Data Science - Sense explained through data and science !
Why is Data Science - Sense explained through data and science ?
In the Data Science world, "Model Fit" is a phenomena of concern. Is it something new ? No ! absolutely not !
If one observes, this phenomena has been around us all the time and at all the places.
Here's an analogy (life example)
Students/Children/Kids Vs Model
Overfitting Model:
The children mug up the subjects(each and every text, including '.'). They are trained over the training data(textbooks) a number of times. They over learn.
So, when it comes to usual tests conducted in schools, where test data is from the training data(text books) itself, these kids might perform/score very well. But give them a test data out of training data(questions out of textbooks) ; not all would perform well in these tests.
This is called Overfitting. Here the model is being enforced to learn only a specific data multiple times.
Generalised Model :
These are the kids who mostly excel in entrance tests such as IITJEE, CAT etc.

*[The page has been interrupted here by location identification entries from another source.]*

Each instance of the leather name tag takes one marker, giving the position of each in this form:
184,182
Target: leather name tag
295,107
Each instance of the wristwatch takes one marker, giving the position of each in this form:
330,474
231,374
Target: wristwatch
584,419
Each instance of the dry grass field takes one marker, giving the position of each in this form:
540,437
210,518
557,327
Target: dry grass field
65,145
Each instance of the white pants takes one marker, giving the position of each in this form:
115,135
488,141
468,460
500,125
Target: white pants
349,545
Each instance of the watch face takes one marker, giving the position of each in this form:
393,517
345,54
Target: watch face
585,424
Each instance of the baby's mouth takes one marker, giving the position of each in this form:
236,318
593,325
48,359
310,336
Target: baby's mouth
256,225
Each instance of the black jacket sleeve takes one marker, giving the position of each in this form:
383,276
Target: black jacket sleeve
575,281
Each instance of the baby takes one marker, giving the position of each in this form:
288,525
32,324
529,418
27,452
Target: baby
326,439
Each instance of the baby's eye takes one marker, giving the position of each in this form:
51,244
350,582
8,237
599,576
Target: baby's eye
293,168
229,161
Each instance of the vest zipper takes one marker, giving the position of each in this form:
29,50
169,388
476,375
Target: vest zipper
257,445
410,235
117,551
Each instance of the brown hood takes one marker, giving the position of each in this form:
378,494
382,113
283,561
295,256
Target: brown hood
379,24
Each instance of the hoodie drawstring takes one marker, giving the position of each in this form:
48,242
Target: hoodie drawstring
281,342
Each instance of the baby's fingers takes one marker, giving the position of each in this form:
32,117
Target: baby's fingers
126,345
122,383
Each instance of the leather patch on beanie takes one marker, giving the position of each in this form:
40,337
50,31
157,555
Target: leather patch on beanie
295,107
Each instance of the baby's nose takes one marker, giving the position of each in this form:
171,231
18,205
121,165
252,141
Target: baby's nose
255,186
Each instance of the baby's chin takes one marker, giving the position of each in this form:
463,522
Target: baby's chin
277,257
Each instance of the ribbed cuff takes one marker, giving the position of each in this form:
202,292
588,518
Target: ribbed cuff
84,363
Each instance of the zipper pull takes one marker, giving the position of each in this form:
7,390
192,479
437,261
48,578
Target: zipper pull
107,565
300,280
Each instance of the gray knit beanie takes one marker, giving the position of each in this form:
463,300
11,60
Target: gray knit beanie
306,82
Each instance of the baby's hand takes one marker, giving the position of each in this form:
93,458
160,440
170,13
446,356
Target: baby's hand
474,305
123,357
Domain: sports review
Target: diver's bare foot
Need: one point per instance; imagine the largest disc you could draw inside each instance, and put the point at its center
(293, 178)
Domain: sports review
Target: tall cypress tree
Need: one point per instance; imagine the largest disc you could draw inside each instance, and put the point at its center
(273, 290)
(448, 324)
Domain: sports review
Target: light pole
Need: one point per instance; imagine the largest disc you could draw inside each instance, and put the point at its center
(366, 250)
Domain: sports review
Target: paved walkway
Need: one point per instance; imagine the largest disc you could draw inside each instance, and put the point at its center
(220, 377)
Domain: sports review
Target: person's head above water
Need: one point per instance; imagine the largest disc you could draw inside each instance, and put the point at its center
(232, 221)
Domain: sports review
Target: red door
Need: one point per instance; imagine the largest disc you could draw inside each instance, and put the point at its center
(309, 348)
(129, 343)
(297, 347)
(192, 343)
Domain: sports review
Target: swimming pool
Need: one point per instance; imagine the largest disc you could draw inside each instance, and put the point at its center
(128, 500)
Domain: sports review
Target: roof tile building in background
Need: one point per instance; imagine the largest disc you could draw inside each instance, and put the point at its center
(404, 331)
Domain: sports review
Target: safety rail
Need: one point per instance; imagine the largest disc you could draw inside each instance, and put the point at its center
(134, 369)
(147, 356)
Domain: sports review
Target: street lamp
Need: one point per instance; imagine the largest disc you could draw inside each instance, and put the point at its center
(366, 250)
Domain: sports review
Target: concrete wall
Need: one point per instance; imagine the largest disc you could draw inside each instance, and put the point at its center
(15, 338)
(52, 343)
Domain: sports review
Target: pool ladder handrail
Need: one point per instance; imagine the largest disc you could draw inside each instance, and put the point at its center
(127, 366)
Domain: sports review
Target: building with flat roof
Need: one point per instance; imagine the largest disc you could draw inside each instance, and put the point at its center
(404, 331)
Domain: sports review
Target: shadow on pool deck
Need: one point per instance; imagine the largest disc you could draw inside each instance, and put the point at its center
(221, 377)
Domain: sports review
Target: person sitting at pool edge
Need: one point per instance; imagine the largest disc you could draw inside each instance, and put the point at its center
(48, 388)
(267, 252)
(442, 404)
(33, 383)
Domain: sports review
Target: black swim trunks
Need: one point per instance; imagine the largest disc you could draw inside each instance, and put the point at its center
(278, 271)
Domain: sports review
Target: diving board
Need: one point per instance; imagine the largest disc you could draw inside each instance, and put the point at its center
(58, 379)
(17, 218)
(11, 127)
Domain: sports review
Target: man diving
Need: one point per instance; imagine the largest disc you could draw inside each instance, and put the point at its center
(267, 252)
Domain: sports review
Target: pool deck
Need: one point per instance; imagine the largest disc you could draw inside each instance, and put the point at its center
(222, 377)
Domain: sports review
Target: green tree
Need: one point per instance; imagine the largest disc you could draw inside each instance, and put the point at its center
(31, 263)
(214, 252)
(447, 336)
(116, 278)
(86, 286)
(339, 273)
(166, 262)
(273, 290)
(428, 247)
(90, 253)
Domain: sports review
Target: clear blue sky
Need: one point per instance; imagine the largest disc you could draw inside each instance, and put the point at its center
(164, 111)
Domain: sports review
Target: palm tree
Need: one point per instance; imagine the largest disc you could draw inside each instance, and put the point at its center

Why - Because they are generalised. They are not trained specific to few textbooks alone. These kids are trained too, only that, not repetitively over the same data, but over a multiple or a variety of data(sets) of different subjects.
Here the model is being allowed to learn from multiple data sets.
Underfitting Model :
Poorly performing kids ! Why ?
1. Model / Student has the ability to perform : But - Lack of resources / input variables such as teaching quality (poor), economic status, etc limit the kids' performance.
Here the model can perform, but needs more features/input variables.
2. Model / Student doesn't have ability to perform : Mismatch between Kids' interests and the subject/area of study. May be he/she wants to excel in arts, sports or any other field.
The model can't perform in the subject area chosen. ! Poor choice of Business area or problem definition !